Polícia Federal não aceita delação de Daniel Vorcaro, proprietário do Master
Polícia Federal rejeita delação premiada do ex-banqueiro Daniel Vorcaro.
A Polícia Federal não aceitou o acordo de delação premiada proposto por Daniel Vorcaro, ex-banqueiro e proprietário do Banco Master. Os termos oferecidos foram considerados insuficientes e enfrentaram resistência por parte dos investigadores.
Os agentes da PF avaliaram que Vorcaro não apresentou informações que fossem além das evidências já coletadas durante as investigações. Embora o banqueiro tenha a possibilidade de reabrir as negociações e apresentar novos dados, fontes próximas ao caso indicam que será difícil para ele reverter a decisão da Polícia Federal.
Vorcaro estava em tratativas com a PF e a Procuradoria Geral da República (PGR). Uma autoridade mencionou que o ex-banqueiro não incluiu em sua proposta fatos que foram encontrados em celulares apreendidos pela polícia, o que comprometeu sua credibilidade no processo.
Além disso, há a percepção de que Vorcaro não atendeu aos requisitos de boa-fé necessários para a delação. Investigadores afirmam que ele tentou justificar seus crimes, enquanto a delação exige a admissão completa dos ilícitos em que o colaborador esteve envolvido.

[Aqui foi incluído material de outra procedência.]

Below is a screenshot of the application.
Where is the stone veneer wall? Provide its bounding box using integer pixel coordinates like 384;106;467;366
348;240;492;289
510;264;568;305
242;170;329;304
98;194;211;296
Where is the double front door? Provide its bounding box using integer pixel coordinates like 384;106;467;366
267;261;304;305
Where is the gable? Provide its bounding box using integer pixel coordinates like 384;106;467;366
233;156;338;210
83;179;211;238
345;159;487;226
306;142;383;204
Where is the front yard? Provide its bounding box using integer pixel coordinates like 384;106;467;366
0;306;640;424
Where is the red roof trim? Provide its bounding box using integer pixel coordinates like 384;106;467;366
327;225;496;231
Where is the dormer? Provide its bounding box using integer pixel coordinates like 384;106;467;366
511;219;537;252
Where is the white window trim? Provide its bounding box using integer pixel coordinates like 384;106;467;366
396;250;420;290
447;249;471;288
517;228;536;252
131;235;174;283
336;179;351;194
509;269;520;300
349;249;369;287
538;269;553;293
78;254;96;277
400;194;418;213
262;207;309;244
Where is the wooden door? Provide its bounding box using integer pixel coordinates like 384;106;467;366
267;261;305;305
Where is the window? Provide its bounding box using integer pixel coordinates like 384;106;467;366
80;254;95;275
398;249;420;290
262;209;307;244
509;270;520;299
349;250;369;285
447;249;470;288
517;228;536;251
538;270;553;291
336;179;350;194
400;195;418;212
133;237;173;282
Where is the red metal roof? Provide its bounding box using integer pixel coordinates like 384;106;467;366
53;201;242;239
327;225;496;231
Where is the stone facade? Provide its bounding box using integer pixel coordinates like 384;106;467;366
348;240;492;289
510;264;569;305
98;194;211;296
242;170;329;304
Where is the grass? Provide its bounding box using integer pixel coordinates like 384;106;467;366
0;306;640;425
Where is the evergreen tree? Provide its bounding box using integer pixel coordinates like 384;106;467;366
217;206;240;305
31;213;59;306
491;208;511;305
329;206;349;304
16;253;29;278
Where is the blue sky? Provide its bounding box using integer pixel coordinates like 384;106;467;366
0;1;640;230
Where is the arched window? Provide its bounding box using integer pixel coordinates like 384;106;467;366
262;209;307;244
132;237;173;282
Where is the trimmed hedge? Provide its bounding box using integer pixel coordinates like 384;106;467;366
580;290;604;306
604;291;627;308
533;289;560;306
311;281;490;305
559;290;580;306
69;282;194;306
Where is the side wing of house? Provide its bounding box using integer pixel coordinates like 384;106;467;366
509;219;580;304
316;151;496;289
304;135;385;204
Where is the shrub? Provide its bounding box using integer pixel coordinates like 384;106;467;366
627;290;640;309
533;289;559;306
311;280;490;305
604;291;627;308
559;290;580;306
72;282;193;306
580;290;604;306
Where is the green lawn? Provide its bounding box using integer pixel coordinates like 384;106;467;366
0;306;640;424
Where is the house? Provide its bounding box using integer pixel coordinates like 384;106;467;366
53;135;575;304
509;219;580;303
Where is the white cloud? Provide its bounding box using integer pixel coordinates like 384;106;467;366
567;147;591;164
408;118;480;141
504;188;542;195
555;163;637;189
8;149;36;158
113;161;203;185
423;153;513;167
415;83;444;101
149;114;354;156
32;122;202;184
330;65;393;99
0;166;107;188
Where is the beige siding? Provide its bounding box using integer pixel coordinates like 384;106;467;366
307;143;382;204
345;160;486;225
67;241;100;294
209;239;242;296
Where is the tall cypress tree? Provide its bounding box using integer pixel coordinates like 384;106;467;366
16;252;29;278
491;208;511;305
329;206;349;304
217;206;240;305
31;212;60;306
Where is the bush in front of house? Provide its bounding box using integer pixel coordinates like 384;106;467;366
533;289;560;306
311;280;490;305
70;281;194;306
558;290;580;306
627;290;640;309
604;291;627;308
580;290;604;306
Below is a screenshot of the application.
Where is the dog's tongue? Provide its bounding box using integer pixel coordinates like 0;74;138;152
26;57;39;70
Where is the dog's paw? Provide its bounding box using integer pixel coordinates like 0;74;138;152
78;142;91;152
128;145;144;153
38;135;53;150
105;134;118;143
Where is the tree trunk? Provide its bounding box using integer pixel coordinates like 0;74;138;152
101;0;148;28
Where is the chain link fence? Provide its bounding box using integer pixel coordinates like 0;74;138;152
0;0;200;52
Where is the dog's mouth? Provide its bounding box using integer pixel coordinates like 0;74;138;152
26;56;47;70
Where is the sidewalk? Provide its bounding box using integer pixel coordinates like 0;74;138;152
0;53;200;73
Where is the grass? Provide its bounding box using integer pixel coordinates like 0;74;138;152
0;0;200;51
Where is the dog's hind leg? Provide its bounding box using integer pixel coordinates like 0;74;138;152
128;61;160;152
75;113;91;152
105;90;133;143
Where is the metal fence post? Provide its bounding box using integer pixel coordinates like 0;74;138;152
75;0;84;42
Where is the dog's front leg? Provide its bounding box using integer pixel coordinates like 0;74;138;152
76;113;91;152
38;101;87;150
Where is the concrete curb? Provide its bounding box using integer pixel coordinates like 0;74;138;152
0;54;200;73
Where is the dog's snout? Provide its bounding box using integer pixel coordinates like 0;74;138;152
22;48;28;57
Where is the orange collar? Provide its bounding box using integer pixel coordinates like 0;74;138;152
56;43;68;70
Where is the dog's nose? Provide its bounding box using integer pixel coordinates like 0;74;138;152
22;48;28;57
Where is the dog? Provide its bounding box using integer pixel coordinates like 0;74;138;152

A defesa de Vorcaro pode tentar uma negociação diretamente com os procuradores, excluindo a PF do processo. Contudo, isso exigiria a aprovação de informações que já foram rejeitadas pela PF e também a autorização do ministro André Mendonça, responsável pelo caso no Supremo Tribunal Federal.
Alguns elementos da proposta de Vorcaro também encontraram resistência na PGR. Um dos pontos controversos foi a oferta de devolver R$ 40 bilhões em um prazo de dez anos, enquanto a PF e a PGR exigem o ressarcimento de R$ 60 bilhões em um intervalo menor, referentes a fraudes no Banco Master.
Considerado o líder do esquema investigado, Vorcaro enfrenta a expectativa de que as condições de sua negociação sejam rigorosas. Os prejuízos causados pela quebra do Banco Master já superam R$ 57 bilhões, segundo dados disponíveis.
Os valores que precisam ser ressarcidos aos clientes, através do Fundo Garantidor de Créditos (FGC), estão estimados em R$ 51,8 bilhões, mas o total das perdas ainda não foi determinado.
Vorcaro foi preso pela primeira vez em 17 de novembro do ano passado, quando tentava deixar o Brasil pelo aeroporto de Guarulhos. A PF alega que ele tentava fugir, enquanto o ex-banqueiro defende que sua intenção era encontrar investidores para o Banco Master.
Após ser solto dez dias depois, ele foi novamente detido em 4 de março durante a operação Compliance Zero, que também envolveu servidores do Banco Central. Atualmente, Vorcaro está preso na Superintendência da Polícia Federal do Distrito Federal.
Até recentemente, sua defesa se opunha à ideia de uma delação, com Vorcaro insistindo que poderia contestar as acusações diretamente no processo. Nesta semana, ele foi transferido para uma cela comum na superintendência, após ter estado em uma cela reservada para o ex-presidente Jair Bolsonaro.
Desde 19 de março, Vorcaro está sob custódia da PF, quando manifestou interesse em assinar um acordo de delação premiada. A PF, por sua vez, continua realizando operações independentes da delação, tendo cumprido mandados de busca e apreensão em endereços do senador Ciro Nogueira, presidente do PP, no dia 7 de maio.
As investigações levantam suspeitas de que Nogueira, ex-ministro da Casa Civil, teria recebido pagamentos de Felipe Vorcaro, primo de Daniel, além de cobrir despesas pessoais do parlamentar. Felipe foi preso temporariamente, e as quantias inicialmente eram de R$ 300 mil mensais, com indícios de que teriam aumentado para R$ 500 mil.
No dia 14 de maio, Henrique Vorcaro, pai de Daniel, foi preso em Belo Horizonte, sendo investigado por sua suposta participação em uma organização criminosa que praticava intimidações e invasões a dispositivos eletrônicos.